Bienvenue dans votre cinéma préféré ! Nous allons immédiatement démarrer la séance avec tout d’abord le Pathé journal (9’30) de la 15ème semaine de 1960 ! Au programme, les blagues du premier avril, le pape Saint Jean XXIII qui nomme trois nouveaux cardinaux « Un noir et deux jaunes » (gloups), les manifestations à Londres et en Afrique du Sud, les grèves réprimandées au Japon ainsi que le tour de France réalisé par « Monsieur K » alias Nikita Khrouchtchev, que l’on suit de Rouen à Versailles. Puis nous voyons le Général de Gaulle être reçu en grande pompe par la Reine d’Angleterre.

Le film va bientôt démarrer, mais avant cela, lançons les réclames publicitaires (8’) ! Les caramels Kréma sont désormais disponibles dans un nouveau sachet, les glaces Stromboli vous attendent pour vous rafraîchir, le café Nescafé est prêt, le soutien-gorge Lou bien ajusté, le réfrigérateur Pontiac est à la bonne température et le cirage Cordoba fera briller vos souliers !

L’interactivité se clôt sur un lot de bandes-annonces.

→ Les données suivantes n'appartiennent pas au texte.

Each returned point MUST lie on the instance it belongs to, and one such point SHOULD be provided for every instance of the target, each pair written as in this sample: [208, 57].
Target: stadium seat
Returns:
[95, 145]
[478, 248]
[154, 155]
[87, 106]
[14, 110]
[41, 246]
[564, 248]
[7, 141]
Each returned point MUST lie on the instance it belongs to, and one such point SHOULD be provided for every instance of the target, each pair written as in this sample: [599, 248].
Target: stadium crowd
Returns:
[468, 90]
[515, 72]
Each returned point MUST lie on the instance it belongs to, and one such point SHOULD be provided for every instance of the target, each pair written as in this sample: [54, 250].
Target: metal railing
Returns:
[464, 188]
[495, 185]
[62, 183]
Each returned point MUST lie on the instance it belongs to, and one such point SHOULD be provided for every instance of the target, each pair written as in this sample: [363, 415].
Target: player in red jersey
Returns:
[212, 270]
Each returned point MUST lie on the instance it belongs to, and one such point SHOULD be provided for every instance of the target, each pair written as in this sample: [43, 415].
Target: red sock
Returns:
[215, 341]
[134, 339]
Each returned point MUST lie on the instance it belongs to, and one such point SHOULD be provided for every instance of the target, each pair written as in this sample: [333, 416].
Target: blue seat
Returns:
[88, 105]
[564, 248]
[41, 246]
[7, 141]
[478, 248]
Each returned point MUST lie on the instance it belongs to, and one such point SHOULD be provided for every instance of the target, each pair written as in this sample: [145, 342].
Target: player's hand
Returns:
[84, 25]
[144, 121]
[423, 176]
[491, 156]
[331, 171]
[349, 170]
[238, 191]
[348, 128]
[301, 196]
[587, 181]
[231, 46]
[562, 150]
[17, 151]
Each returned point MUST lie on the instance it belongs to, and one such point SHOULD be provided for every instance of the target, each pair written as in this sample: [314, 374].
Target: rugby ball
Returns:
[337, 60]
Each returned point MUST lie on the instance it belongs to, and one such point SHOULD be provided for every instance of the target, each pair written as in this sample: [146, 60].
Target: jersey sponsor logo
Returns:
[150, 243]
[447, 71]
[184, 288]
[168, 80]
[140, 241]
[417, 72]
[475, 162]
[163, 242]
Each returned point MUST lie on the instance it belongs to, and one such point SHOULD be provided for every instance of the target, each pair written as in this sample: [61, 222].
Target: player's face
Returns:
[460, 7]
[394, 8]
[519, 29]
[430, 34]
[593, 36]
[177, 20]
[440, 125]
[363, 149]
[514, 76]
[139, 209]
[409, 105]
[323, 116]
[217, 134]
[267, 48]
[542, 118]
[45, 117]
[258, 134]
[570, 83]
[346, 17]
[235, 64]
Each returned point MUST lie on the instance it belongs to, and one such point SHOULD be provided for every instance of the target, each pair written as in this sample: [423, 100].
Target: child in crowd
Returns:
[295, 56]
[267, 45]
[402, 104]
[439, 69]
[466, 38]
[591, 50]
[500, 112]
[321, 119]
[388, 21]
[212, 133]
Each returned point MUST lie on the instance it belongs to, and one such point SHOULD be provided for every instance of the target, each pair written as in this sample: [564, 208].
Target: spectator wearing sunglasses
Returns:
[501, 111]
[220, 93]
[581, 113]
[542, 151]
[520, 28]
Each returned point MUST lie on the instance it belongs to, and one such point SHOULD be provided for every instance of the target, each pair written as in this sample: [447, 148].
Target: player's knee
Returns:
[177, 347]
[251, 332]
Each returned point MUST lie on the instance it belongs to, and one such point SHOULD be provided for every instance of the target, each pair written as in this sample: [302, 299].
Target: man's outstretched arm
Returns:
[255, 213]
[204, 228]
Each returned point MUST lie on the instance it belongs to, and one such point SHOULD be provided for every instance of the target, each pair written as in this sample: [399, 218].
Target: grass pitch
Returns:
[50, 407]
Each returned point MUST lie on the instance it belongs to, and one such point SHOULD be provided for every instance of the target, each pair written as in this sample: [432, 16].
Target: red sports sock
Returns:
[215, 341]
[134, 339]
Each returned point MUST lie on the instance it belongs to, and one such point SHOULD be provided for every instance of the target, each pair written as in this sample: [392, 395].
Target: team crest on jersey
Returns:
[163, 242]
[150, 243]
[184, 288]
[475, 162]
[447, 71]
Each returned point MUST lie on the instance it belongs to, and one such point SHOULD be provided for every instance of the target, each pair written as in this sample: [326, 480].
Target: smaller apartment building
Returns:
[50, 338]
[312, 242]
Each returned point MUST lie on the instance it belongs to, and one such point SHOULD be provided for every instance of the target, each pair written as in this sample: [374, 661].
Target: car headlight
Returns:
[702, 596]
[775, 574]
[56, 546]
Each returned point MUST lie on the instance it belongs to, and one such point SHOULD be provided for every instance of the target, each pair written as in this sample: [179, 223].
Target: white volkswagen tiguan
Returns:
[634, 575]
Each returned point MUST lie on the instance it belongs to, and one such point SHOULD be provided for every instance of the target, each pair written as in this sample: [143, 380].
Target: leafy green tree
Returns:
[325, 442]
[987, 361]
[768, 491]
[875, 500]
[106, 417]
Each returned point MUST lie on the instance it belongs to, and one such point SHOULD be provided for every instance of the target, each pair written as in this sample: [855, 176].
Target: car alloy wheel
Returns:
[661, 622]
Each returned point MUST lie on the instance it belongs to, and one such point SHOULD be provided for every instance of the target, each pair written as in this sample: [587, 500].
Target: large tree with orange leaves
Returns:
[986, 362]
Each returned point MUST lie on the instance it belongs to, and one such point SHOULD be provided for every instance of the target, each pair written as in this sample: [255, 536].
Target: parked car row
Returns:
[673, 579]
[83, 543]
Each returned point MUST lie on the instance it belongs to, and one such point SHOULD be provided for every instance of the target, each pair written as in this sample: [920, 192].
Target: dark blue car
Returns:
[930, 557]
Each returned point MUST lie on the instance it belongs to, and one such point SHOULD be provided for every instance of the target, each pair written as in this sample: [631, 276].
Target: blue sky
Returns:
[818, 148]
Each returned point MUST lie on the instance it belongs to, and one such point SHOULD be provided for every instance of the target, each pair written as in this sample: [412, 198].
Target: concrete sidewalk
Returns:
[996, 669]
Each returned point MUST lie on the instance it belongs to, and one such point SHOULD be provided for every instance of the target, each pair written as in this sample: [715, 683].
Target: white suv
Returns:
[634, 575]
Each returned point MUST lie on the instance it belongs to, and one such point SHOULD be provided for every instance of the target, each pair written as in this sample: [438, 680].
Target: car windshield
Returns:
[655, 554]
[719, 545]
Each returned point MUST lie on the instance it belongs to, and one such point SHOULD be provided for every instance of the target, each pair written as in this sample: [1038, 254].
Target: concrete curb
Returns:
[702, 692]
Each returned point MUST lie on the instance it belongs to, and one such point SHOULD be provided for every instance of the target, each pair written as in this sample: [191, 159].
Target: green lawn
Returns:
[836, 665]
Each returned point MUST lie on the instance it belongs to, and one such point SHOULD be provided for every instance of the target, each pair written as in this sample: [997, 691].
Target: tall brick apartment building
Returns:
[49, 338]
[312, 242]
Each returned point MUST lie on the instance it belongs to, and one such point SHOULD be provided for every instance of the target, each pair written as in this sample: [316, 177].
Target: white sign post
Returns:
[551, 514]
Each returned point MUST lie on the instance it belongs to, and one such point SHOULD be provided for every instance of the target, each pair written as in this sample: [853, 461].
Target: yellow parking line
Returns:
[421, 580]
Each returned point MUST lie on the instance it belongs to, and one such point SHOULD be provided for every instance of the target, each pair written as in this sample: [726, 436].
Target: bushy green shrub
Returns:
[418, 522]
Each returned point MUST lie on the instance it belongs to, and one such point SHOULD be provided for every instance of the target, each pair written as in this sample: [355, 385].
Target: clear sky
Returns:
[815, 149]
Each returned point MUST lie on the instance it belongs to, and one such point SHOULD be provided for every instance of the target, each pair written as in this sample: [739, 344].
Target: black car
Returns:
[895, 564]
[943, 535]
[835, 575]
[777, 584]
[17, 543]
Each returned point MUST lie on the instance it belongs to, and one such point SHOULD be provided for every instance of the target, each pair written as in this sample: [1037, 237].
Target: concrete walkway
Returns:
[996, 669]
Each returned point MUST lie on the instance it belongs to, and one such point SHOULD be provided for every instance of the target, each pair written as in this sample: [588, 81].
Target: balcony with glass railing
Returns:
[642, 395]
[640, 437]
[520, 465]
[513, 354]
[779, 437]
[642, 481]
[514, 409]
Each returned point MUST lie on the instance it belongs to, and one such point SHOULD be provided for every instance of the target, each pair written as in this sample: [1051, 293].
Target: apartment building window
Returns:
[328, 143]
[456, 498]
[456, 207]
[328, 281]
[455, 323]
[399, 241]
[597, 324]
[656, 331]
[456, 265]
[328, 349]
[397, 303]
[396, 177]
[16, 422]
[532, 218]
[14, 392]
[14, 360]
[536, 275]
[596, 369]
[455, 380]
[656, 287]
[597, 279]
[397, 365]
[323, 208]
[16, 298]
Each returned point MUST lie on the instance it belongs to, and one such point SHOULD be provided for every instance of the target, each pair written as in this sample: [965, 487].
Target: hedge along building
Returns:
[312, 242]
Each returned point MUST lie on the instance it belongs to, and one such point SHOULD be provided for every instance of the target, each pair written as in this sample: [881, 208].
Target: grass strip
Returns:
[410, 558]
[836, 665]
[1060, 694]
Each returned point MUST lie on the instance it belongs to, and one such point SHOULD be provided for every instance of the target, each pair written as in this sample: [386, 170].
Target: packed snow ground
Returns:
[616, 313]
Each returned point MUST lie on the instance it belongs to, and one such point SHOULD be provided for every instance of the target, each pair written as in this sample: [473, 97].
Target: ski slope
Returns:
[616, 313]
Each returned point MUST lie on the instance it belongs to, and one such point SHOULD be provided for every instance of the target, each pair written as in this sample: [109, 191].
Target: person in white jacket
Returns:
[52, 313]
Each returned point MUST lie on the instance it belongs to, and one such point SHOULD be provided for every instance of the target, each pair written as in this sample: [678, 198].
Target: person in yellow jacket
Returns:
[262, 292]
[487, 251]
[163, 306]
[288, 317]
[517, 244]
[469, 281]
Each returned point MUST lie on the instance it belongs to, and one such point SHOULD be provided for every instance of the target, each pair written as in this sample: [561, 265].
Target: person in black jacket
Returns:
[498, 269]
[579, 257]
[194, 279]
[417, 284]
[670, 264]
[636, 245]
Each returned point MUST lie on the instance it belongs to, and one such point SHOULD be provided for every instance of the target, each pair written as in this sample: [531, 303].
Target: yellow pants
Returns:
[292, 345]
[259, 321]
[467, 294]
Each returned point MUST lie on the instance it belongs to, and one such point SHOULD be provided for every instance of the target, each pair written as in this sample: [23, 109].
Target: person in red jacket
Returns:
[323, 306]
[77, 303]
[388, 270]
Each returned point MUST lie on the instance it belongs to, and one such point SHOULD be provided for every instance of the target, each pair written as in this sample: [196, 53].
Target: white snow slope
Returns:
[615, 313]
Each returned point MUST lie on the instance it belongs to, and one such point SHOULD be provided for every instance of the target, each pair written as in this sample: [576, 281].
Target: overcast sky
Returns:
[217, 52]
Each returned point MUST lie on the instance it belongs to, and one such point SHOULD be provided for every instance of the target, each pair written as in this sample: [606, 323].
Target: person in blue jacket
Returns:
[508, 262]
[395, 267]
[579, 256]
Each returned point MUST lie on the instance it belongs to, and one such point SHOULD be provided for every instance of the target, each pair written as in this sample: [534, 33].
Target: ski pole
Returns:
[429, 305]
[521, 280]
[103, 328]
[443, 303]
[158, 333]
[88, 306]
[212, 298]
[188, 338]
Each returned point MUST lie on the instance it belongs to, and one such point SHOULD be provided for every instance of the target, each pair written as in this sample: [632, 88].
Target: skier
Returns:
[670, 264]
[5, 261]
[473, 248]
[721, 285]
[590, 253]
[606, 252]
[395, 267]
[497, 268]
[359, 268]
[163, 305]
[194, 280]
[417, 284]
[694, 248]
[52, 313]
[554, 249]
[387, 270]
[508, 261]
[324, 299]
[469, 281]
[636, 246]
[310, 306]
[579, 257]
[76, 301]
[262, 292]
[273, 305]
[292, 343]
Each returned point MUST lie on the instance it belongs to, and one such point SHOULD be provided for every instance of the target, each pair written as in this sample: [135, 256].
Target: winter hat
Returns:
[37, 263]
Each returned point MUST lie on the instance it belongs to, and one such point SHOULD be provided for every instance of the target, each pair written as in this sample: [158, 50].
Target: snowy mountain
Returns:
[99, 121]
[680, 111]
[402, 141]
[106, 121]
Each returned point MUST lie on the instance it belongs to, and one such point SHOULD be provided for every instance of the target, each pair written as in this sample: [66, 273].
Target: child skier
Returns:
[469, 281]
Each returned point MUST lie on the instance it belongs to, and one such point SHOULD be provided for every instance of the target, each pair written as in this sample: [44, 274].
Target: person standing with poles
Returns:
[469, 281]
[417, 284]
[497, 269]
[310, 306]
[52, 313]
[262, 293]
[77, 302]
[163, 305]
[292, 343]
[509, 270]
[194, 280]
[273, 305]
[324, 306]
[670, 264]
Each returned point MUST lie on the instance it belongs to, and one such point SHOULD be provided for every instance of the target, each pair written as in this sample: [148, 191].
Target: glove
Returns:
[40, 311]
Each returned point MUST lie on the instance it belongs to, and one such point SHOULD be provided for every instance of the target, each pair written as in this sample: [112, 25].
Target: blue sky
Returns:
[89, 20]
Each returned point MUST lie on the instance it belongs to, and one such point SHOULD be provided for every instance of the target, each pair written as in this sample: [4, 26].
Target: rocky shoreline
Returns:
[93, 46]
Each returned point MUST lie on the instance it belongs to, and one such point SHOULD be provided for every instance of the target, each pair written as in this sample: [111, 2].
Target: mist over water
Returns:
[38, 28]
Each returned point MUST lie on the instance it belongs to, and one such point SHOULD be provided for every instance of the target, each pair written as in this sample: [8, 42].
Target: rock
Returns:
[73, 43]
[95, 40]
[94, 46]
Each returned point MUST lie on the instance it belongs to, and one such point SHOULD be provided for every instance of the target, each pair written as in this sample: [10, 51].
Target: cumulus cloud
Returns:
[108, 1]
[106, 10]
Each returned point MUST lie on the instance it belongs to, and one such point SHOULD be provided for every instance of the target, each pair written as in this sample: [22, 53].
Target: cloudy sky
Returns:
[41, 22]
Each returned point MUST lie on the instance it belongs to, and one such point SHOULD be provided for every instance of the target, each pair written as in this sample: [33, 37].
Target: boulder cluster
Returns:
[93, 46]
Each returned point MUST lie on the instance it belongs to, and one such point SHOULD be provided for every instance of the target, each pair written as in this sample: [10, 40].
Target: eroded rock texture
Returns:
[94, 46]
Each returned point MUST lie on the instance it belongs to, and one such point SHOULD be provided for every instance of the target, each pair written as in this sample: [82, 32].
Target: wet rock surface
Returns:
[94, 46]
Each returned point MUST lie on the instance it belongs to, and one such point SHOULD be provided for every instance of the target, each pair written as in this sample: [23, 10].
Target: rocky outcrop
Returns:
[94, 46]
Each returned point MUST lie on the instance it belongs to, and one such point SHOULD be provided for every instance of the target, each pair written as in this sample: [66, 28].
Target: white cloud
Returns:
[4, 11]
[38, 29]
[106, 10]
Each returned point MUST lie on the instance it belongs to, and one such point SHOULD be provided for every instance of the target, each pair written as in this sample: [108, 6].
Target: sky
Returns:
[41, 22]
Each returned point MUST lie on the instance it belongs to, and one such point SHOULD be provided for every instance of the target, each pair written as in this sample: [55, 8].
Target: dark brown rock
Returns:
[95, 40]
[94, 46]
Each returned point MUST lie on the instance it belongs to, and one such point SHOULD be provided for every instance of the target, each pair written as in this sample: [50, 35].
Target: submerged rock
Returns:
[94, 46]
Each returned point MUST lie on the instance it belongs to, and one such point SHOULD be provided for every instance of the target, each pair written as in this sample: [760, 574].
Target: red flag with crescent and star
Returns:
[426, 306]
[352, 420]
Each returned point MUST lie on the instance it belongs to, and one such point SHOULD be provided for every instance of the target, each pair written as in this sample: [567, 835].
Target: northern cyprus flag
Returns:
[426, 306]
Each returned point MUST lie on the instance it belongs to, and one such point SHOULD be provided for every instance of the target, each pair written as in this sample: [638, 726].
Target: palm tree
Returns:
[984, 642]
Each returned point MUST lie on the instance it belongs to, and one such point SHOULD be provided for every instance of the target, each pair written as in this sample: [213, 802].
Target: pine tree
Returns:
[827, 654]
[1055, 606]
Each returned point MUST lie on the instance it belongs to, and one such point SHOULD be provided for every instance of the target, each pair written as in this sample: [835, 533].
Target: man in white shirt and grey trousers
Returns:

Signalons également que l’une des deux pochettes contenant les reproductions de dix photos d’exploitation d’époque (sur papier glacé) et de l’affiche du film au format A4, indique le nom des 163 personnes ayant contribué à la restauration du Baron de l’écluse lors de la campagne de financement participatif organisé par Celluloïd Angels en août 2018.

L’Image et le son

Attention, restauration 4K exceptionnelle réalisée à partir du négatif original ! Les travaux numériques et photochimiques ont été effectués par le laboratoire L21. Force est de constater que nous n’avions jamais vu Le Baron de l’écluse dans de telles conditions. Les contrastes affichent d’emblée une densité inédite, les noirs sont profonds, la palette de gris riche et les blancs lumineux. Si les arrière-plans fourmillent quelque peu durant le générique, les fondus affichent une stabilité indéniable, le grain original est respecté, le piqué est souvent dingue et les détails regorgent sur les visages des comédiens. Avec tout ça, on oublierait presque de parler de la restauration du film. Celle-ci se révèle extraordinaire, aucune scorie n’a survécu au scalpel numérique, l’encodage AVC consolide l’ensemble du début à la fin, y compris sur les séquences sombres et nocturnes logées à la même enseigne que les éblouissantes séquences diurnes. La photo du chef opérateur Louis Page (Un singe en hiver, Le Cave se rebiffe) n’a jamais été aussi resplendissante et le cadre brille de mille feux.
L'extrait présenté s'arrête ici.